Household: Collaborative, playful and curious.
G: What’s been your favourite project so far?
H: The Poundshop. It is the one where we have been responsible for everything from concept to finish, and it reflects the direction we wanted to go with Household when we initially began.
G: Tell us about the Poundshop.
H: The Poundshop is a platform for designers to sell designer goods under the strict brief that the product is to be sold for £1. An idea created with illustrator Sara Melin, the very first pop-up Poundshop had a successful launch in April 2010 with forty-two designers, followed by a second shop during London Design Week with fifty-seven designers. We also curated the third pop-up shop for Christmas at Somerset House.
A reaction to the current economic crisis, the main prerequisite is that all products, despite having a low price to attract customers, should nonethtless allow a profit margin. It also gives the designer a testing site for ideas they possibly could mass-produce and sell. It’s a challenging brief. We are pleased to see previous Poundshoppers now selling their goods in the likes of Magma and the Moderna Museet.
G: What’s the secret to successful collaboration?
H: Our work is predominately multi-disciplinary and with that we have realised that project management is by far the greatest skill. We’ve also learnt the importance of conversation, in terms of developing our ideas with collaborators and finding new perspectives to allow us to re-evaluate our own practice.

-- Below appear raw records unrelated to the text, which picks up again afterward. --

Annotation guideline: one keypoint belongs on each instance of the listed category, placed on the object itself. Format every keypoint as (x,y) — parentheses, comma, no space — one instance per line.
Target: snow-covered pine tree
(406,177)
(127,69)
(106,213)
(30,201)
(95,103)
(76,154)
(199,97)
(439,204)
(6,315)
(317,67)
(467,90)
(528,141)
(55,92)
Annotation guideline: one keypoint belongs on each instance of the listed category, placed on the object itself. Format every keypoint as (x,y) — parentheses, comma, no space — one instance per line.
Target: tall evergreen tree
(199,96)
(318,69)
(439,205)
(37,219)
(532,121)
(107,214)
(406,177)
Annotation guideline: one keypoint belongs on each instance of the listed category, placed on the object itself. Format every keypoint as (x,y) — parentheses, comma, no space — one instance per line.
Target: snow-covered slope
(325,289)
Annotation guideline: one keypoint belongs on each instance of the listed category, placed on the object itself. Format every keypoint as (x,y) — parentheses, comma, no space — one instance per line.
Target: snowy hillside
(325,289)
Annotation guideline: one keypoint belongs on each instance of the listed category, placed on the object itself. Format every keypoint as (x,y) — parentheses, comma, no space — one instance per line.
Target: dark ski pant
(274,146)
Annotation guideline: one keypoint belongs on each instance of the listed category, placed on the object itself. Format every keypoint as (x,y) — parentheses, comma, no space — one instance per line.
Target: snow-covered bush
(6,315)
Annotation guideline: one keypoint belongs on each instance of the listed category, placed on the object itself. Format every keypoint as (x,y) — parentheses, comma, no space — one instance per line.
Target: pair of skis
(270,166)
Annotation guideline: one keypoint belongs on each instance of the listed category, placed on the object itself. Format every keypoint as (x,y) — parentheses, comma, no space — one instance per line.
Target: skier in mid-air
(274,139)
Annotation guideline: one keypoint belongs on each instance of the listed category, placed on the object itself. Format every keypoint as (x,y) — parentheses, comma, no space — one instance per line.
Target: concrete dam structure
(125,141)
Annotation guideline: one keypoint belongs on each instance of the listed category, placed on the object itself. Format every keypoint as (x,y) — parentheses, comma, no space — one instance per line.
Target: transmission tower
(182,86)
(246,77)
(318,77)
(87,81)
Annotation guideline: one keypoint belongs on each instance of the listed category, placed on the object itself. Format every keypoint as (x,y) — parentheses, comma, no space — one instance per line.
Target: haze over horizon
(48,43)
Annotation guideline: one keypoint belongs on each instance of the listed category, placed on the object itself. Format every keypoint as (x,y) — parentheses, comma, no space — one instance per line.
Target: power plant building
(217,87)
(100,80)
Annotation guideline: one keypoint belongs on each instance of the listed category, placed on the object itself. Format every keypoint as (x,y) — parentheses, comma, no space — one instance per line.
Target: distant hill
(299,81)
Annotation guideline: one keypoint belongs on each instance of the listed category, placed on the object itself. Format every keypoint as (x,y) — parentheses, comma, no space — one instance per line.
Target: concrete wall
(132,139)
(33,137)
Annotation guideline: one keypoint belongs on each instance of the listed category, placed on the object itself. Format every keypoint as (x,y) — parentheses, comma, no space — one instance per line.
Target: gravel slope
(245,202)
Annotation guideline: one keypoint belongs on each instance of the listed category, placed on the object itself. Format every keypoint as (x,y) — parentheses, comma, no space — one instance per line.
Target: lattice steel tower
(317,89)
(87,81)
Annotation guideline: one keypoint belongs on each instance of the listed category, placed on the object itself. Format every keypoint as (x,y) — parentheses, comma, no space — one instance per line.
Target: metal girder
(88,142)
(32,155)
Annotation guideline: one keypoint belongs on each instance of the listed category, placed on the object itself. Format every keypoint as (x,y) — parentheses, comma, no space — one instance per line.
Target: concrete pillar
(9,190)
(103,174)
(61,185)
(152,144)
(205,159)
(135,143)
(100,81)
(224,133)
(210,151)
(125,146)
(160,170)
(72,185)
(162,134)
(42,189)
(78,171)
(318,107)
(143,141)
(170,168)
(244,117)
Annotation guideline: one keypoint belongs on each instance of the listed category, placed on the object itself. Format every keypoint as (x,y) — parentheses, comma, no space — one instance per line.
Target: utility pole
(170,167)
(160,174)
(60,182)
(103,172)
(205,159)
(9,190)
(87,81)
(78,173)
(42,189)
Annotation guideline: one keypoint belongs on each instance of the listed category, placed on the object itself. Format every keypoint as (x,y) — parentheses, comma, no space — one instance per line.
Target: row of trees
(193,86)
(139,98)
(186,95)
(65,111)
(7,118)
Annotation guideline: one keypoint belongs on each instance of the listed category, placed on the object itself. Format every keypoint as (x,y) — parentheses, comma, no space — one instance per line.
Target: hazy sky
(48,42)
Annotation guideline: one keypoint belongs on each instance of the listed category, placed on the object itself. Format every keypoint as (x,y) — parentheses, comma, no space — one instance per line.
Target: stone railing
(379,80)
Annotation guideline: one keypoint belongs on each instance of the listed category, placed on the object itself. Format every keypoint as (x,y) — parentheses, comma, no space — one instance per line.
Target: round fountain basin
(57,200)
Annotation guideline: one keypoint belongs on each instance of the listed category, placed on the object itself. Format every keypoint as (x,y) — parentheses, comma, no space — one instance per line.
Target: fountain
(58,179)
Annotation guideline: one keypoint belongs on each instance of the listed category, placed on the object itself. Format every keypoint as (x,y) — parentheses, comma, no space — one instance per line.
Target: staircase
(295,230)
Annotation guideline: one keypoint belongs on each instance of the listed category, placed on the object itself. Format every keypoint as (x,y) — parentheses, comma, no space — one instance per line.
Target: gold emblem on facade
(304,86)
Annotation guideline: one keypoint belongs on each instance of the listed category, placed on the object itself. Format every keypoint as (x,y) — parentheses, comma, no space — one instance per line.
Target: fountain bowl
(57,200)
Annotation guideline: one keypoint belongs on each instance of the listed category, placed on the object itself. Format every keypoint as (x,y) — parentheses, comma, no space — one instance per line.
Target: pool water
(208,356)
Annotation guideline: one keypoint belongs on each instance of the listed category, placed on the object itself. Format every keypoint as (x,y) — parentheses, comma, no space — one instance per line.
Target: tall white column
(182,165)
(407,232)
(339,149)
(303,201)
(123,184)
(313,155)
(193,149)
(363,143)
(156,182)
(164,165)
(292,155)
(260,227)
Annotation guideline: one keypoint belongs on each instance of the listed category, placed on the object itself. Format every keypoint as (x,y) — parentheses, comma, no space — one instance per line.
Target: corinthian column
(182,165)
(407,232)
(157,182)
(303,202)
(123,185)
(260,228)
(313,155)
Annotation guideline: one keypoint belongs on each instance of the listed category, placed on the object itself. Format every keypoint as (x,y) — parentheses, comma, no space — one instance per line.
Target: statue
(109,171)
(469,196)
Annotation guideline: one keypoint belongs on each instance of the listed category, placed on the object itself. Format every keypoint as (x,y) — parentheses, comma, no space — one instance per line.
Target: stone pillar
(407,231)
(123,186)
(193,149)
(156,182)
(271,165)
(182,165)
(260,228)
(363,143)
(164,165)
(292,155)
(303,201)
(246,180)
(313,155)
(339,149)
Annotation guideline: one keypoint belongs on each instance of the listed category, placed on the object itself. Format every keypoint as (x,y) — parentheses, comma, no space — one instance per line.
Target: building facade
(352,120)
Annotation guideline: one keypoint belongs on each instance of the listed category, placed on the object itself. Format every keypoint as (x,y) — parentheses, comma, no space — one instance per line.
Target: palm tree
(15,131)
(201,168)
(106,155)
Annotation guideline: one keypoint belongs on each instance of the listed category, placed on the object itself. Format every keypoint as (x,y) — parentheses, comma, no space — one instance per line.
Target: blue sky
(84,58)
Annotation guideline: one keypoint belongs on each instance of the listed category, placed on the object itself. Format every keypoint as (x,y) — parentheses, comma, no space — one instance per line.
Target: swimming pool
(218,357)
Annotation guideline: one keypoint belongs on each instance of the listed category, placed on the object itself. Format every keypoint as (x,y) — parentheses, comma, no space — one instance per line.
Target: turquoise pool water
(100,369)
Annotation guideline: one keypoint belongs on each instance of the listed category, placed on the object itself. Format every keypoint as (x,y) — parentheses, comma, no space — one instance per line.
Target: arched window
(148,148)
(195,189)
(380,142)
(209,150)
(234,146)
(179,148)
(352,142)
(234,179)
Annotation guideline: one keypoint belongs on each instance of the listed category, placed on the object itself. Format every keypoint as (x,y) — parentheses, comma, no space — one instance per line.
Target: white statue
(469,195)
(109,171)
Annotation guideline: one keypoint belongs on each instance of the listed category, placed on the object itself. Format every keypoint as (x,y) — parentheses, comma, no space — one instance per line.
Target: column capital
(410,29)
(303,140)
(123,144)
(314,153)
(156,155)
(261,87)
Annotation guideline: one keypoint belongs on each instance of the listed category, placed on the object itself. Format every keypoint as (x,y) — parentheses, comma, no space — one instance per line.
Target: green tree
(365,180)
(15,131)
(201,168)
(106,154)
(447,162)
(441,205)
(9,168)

G: If you weren’t Household-ers, what would you be?
H: Sarah would be a chef and teach George to love cooked fruit. George would be an accountant like her dad always wanted.
G: What would be your fantasy commission?
H: It is hard to say as we’re still trying such disparate projects. However, one thing we have been thinking about is producing a children’s animated TV series.
G: What’s been the best and worst reaction to your work?
H: Best: We spent nearly a month building The Animatic with Yuri Suzuki, an installation for CraftPunk at the Salone del Mobil at Milan Design Week 2009. The aim of the exhibition was for us to complete the project while visitors came to observe us over the course of a week. Slightly like Big Brother, we ate, worked, slept at the space. Finally, in the afternoon on the last day the Animatic machine was up and running. The cheers we got for the first time it ran were brilliant, although we might have been a little delusional with exhaustion.
Worst: In the Poundshop a vicar and his wife came to visit. The vicar picked up a set of four pencils and asked, “How much is this?” We explained it was a Poundshop, so they were an amazing one pound. He then said, “You know there is that place, what’s it called?” After a few moments he cried “Wilkinson’s! You can get 50 pencils for a pound there, very reasonable.” They then left.
G: What’s playing on the Household stereo?
H: Well, we have a special emergency playlist which tends to be put on during any late nights in the studio. It mainly boasts hits from the likes of R. Kelly, Destiny’s Child, Nelly and Kris Kross… I don’t think you’re ready for this jelly.
G: What’s the best bargain you’ve ever bought?
H: The best bargain is the lunch meal deal at the Turkish on Broadway Market. Starter, main and drink for £7.50. We’ve just moved and we seem to be living off them. No need for dinner in the evening—yum.